Publiquei no
grupo de Especialista da Força Aérea um episódio passado há muitos anos e que
penso que pode ser interessante para os meus amigos do FAP.
Por isso aqui vai.
Por isso aqui vai.
Decorria o
ano de 1973, quando, em São Tomé ocorreu um acontecimento que me ficou na
memória para o resto da vida e que tenho todo o prazer em recordar.
Um Nordatlas da Esquadra 92 "dos elefantes", com base na BA9 em Luanda, fazia a sua missão
mensal de transporte de pessoal e abastecimento ao Aeródromo de Trânsito nº 2 (AT2)
e também para o exército baseados na ilha. Estes aparelhos chegavam carregados
de carne e outros víveres, que eram raros por ali. O pessoal tinha uma máxima
para a Esquadra que operava estes aparelhos. “E se mais houvera, mais
levara!”. O aparelho na gíria menos técnica era o “barriga de ginguba”.
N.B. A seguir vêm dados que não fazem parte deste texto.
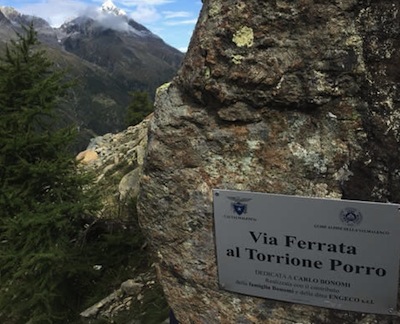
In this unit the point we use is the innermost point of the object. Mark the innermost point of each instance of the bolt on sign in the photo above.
(339, 254)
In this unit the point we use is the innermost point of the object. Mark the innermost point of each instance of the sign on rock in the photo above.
(338, 254)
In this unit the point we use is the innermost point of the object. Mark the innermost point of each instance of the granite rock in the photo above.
(290, 97)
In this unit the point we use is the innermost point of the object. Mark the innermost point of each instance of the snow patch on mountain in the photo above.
(109, 7)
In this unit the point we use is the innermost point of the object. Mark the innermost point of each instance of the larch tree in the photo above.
(44, 201)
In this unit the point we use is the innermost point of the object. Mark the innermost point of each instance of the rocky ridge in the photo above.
(109, 55)
(117, 161)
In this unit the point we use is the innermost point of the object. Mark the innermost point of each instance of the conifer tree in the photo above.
(139, 107)
(43, 201)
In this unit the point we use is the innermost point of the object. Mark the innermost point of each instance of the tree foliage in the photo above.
(139, 107)
(44, 203)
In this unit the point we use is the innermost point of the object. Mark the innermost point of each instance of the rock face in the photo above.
(290, 97)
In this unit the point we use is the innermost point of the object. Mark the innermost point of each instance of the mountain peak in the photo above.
(109, 7)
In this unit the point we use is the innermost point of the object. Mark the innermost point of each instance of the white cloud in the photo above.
(145, 14)
(181, 22)
(176, 14)
(56, 12)
(128, 3)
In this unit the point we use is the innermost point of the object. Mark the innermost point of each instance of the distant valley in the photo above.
(109, 54)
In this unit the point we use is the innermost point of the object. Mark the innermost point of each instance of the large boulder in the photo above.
(290, 97)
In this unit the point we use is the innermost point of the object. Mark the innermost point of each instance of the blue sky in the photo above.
(172, 20)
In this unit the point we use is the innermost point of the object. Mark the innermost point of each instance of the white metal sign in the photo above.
(330, 253)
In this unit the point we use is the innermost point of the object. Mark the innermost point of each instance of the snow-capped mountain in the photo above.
(109, 7)
(109, 53)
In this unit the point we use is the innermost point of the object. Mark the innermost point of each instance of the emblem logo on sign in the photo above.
(350, 216)
(239, 207)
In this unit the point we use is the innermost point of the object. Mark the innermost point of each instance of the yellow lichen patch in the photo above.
(237, 59)
(244, 37)
(215, 9)
(207, 72)
(163, 88)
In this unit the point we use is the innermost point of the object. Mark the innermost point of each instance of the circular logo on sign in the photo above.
(351, 216)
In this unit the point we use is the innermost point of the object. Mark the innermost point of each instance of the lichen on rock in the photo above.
(311, 110)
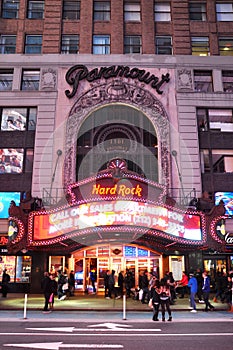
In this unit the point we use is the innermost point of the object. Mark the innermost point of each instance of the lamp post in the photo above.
(174, 154)
(59, 153)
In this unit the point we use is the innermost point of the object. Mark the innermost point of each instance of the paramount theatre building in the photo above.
(116, 163)
(116, 128)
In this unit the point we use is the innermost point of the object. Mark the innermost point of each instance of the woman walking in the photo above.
(165, 295)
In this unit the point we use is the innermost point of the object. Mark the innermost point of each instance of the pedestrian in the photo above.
(206, 291)
(106, 276)
(5, 282)
(182, 285)
(129, 283)
(46, 288)
(165, 295)
(120, 283)
(111, 285)
(192, 284)
(61, 295)
(199, 279)
(71, 283)
(145, 287)
(155, 299)
(93, 279)
(53, 290)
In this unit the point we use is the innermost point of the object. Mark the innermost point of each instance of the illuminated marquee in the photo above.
(113, 213)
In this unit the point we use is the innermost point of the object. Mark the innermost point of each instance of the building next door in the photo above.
(101, 259)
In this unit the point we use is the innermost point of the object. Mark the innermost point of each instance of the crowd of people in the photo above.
(159, 294)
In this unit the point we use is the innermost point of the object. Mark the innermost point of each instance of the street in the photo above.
(121, 334)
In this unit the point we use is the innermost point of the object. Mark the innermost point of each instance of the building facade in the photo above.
(85, 82)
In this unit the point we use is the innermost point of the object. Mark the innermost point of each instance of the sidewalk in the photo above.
(92, 302)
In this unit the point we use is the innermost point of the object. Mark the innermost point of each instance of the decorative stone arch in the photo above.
(117, 91)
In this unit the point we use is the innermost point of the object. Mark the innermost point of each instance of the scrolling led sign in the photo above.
(80, 72)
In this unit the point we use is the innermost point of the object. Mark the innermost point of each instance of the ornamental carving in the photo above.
(184, 79)
(117, 91)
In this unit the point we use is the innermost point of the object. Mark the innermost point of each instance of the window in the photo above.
(11, 160)
(224, 12)
(200, 46)
(70, 44)
(163, 45)
(6, 79)
(21, 119)
(203, 81)
(101, 44)
(132, 12)
(132, 44)
(227, 80)
(102, 10)
(7, 44)
(35, 9)
(10, 8)
(30, 80)
(71, 9)
(33, 44)
(225, 46)
(162, 12)
(197, 11)
(28, 167)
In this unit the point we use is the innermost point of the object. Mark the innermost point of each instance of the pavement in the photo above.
(93, 307)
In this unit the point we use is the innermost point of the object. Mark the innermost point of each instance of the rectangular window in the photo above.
(163, 45)
(101, 44)
(33, 44)
(71, 9)
(7, 44)
(6, 79)
(200, 46)
(215, 119)
(197, 11)
(35, 9)
(132, 12)
(225, 46)
(224, 12)
(70, 44)
(162, 12)
(132, 44)
(21, 119)
(203, 81)
(30, 80)
(102, 10)
(10, 8)
(12, 160)
(227, 81)
(29, 160)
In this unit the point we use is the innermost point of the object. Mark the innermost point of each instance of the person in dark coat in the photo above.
(46, 287)
(5, 282)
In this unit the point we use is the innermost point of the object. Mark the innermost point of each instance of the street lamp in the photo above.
(59, 153)
(174, 154)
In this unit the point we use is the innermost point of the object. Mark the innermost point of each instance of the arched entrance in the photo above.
(121, 131)
(129, 131)
(118, 257)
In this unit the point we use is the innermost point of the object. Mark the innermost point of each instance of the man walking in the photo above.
(192, 284)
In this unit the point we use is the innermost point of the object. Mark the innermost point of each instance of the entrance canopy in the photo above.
(115, 206)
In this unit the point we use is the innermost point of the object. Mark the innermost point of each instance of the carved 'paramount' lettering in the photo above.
(80, 72)
(120, 190)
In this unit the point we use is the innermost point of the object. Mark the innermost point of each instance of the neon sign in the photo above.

Quando o avião se aproximava, desabou uma chuvada tropical muito intensa, de
tal ordem que as referências visuais foram perdidas e a única orientação em
relação à ilha era o rádio-farol. Lembremo-nos que naquele tempo não existiam
os actuais meios de navegação nem algo de parecido.
A alternativa era o aeródromo na ilha do Príncipe e foi para lá que a
tripulação levou o aparelho. Na ilha do Príncipe, a situação era igual e
voltaram para trás na esperança que o tempo melhorasse.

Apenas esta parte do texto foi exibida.